Let me tell you, when it doesn't flush, you think about it. You think about it when you take the shower head to fill the tank so you can flush it. You think about it as you're walking through Home Depot, nearly missing a pole to the eye from a careless employee, trying to decide if the "universal" parts truly are universal. You think about it while you read through the directions on your "universal" parts convinced that nothing good can come from this venture.

You think about it until you're just plain tired of filling the tank with water from the shower head and you MUST do something with those "universal" parts that cost you under $10.

As something of a teetotaler, I'm not used to kneeling at the altar of the porcelain god, but with each toilet repair I make, I get a little bit closer to this fickle spirit.

Yes, I've repaired my toilets before. I do this, not because I'm afraid to ask for help, but because I rebel against the idea embedded in my brain by my mother's brand of feminine helplessness.

In truth, these repairs I've done are quite simple, if not aggravating. Basically, it's switching out one part for another. The problem comes in because the original parts are generally placed there by men.
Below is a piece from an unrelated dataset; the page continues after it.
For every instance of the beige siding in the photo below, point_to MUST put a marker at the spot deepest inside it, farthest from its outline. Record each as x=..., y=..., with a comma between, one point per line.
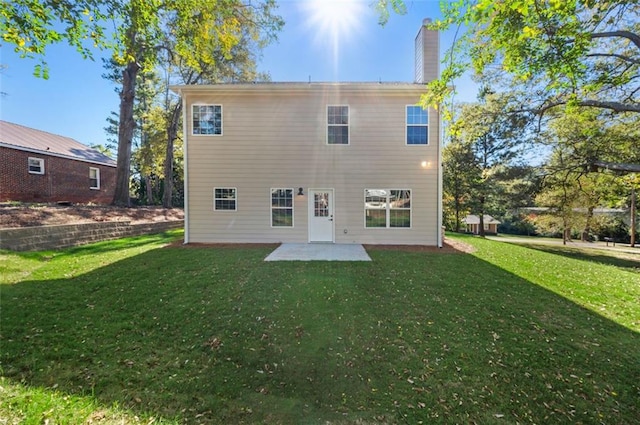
x=276, y=138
By virtue of physiology, men have stronger forearms and hands than women do. It's not a weakness, just the way we're made. So for a single woman to repair her own toilet, it means moments of extreme frustration and the feeling of throwing in the towel.

This morning's venture in replacing the fill valve started off smoothly enough. I needed pliers to wrench off the connecting pieces, but beyond that, it was turning out to be cake.

This is where that voice of doom comes in and says "I told you this was too frickin' easy."

I had a leak. It seems as though my feminine hands, which have been so useful throughout my life, failed to enable me to tighten the connections enough to prevent water from leaking.

I fought and I screamed and I nearly cried as I worked and worked and worked the connectors. I finally had to quit. I was dying of thirst and sweating as profusely as the proverbial equine.

I came out, played some computer games, sucked on an ice cube and prepared myself for a life without a toilet. Certainly this could not end well. I finally took a deep breath and went back in for the fight.

It didn't seem to be going well at all, until I started talking to the pliers that I was forced to use (despite the grave warnings on the toilet parts package about over-tightening and cracking the tank). I found that with an steady mantra of "tighten, tighten, tighten" I was able to make some progress.

Then the noise started. Oh god! I was convinced I cracked my porcelain. Now what was I going to do? A fill valve can be replaced fairly easily, that tank is gonna take some work.

I checked, it was just the sound of the fill valve scratching against the inside of the tank. I couldn't take it anymore. The stress was too much. I sat for a bit longer, wondering if I could truly live without a toilet for the next month or so until I move.

I gathered my courage and began the mantra once more. To my disbelief, it was working! I decided to try turning on the water again--no leaks! Whoo-hoo!!!

I finished the minor adjustments, couldn't figure out how exactly one should set the height of the float cup and decided that it was okay if my tank was filled slightly more than I would like.

I will use the toilet sparingly, lest something else should break and I am forced into another repair between now and July 10th. For I delight in the knowledge that my toilet problems will soon be someone else's. Someone with a live-in man.

For now, I shall live with an over-filled tank on my porcelain god(dess). Oh, and I might just take up drinking after all.